Warning: This Column May Be Bugged

By Bob Gaydosstock-photo-eye-spying-trough-a-computer-monitor-85320868

Hi there. Thanks for clicking on this article. I feel obliged to warn you right off that you and I are probably not alone in this seemingly intimate connection. Odds are this interchange is being monitored by some government or private computer for the purpose of, well, maybe for the sole purpose of demonstrating that it can be done.

And it is done, routinely, to anyone and everyone who uses a computer, lap top, tablet or cell phone. Privacy has become a quaint concept, an anachronism, in the computer era. The very tool that has freed us to a world of instant information and communication has also stripped us of something we cherish, our privacy.

Let me amend that. The tool is not to blame. It’s the people using it. They have entered our lives — admittedly often at our initial invitation — to such an extent that savvy technicians can put together accurate profiles of us in short order. Mostly, these people work for private companies that want to sell us something based on our computer behavior. Of course, those with malice in their heart can and do use their skills and the gathered data for nefarious purposes such as identity theft or simply installing a computer virus for no apparent reason.

This is not news to you, I’m sure. What’s perhaps new and most troubling to me is the extent to which our own government is involved in spying on us. Recent revelations by Edward Snowden of a massive cell phone data collection program run by the National Security Agency targeting average American citizens has been followed up with revelations of the extent to which the NSA also has used popular Internet service providers such as Microsoft, Google, Yahoo, Bing, AOL, Apple, Facebook and YouTube, to compile information on private citizens.


Why national security, of course. There could very well be potential terrorists lurking out there among those cute cat photos and it is part of our eternal war on terrorism to try to find them among the billions of clicks per day on computers.

That’s the company line and there is a small element of truth in it. But we can’t assess how valuable the snooping has been because the government (the White House and Congress) won’t tell us anything that can be verified by uninvolved parties. (And the head of the CIA lies to Congress without getting fired.)

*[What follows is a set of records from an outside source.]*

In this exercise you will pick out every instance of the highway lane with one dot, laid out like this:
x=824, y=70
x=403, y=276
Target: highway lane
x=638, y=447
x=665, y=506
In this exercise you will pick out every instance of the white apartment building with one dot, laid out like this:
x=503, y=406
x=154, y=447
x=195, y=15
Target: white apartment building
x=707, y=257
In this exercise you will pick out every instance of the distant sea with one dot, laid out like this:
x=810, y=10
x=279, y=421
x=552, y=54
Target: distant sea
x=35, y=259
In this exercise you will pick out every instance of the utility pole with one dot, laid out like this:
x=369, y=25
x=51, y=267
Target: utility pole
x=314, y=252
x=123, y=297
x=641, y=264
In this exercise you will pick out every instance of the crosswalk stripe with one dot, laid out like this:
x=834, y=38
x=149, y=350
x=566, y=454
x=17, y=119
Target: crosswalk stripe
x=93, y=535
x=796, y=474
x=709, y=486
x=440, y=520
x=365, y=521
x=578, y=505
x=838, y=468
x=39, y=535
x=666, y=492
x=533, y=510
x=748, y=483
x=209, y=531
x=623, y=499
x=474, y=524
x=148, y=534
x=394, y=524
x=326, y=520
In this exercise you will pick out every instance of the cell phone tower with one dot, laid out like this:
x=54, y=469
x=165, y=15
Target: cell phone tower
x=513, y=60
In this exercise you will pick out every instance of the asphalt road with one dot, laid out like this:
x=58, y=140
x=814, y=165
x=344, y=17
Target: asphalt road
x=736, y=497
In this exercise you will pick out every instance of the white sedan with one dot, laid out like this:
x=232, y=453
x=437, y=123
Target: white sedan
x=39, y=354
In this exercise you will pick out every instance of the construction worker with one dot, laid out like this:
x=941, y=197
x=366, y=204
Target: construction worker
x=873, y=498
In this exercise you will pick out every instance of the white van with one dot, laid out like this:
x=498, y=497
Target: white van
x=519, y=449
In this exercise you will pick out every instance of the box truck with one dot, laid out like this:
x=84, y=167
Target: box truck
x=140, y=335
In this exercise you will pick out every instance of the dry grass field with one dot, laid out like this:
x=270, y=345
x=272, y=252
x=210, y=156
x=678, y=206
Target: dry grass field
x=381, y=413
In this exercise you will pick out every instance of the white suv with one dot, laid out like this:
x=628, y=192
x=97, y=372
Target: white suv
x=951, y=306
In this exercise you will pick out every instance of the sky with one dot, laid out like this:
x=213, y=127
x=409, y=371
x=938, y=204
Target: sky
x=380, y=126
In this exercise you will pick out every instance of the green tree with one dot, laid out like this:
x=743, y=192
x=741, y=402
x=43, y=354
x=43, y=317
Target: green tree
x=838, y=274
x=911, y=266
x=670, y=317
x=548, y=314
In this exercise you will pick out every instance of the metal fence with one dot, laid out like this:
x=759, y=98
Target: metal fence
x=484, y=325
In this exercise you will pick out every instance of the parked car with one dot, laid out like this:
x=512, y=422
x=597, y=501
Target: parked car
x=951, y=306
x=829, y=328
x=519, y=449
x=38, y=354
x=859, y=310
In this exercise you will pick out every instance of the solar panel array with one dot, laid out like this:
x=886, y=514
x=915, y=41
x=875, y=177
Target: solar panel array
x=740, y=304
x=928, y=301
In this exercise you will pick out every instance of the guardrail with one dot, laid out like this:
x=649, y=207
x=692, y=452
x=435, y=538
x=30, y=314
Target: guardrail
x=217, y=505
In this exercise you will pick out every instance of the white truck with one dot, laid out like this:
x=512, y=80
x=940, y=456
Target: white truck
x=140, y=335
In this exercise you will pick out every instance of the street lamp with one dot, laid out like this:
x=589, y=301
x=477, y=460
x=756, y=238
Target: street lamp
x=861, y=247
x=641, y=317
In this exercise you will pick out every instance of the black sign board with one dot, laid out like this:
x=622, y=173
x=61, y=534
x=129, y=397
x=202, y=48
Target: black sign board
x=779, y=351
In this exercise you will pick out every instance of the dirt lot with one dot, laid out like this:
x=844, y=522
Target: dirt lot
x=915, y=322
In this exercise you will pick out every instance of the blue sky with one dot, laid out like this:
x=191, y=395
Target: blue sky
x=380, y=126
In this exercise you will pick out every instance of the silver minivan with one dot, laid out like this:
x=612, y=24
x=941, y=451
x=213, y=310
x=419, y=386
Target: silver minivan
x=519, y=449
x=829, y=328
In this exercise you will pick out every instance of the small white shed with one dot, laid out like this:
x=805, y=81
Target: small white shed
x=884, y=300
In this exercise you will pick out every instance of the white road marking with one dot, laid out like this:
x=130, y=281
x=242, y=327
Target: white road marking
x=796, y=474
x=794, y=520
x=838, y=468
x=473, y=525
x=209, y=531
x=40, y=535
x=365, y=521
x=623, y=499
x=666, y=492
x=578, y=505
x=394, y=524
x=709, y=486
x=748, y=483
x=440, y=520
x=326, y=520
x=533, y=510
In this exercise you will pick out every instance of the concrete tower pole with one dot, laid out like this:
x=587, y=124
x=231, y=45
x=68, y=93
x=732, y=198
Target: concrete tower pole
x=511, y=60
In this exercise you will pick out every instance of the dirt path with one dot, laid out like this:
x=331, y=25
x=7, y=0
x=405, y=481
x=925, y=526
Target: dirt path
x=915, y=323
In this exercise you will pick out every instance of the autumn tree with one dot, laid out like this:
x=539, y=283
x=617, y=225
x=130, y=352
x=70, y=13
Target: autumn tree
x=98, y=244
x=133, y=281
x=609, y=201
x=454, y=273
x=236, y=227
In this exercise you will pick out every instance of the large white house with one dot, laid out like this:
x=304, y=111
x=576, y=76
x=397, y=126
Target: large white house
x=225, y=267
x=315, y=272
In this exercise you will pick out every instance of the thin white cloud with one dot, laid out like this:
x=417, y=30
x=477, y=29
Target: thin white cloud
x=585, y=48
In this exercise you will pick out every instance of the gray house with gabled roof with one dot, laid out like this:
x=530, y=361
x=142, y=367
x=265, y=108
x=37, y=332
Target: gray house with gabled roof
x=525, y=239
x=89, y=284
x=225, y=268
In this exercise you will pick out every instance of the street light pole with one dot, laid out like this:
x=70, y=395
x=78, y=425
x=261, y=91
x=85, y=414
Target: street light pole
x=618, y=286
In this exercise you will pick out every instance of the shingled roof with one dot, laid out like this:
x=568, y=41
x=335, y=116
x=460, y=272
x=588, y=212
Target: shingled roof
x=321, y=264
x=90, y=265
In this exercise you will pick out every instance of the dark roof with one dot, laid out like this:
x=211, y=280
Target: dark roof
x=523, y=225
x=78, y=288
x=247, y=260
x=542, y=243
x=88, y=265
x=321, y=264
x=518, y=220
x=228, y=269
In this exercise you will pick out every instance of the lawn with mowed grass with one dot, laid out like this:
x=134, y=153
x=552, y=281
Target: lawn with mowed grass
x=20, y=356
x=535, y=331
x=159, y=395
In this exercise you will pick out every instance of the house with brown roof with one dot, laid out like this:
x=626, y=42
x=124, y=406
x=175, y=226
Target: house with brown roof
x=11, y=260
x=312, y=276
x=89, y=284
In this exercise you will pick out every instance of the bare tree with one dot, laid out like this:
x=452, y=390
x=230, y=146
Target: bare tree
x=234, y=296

Mostly, though, I have come to believe (and this is why I warn you this column may be bugged) that our government snoops do this kind of thing because they can and they really don’t see it is an invasion of privacy and most certainly do not consider the massive potential for abuse it presents. This is scary. When the computer spies forget that they, too, are American citizens and also suffer from any erosion of individual privacy along with the rest of us, the slippery slope to total control of the citizenry has begun. Life, liberty and the pursuit of happiness lose their meaning.

Too alarmist?

Well, consider the reaction of President Obama when Snowden subsequently revealed that the United States was snooping on countries in the European Union and elsewhere. These are our friends, mind, our allies. The EU folks erupted with indignant surprise. They were outraged, etc. Obama said, in effect, what’s the big deal? Everybody does it.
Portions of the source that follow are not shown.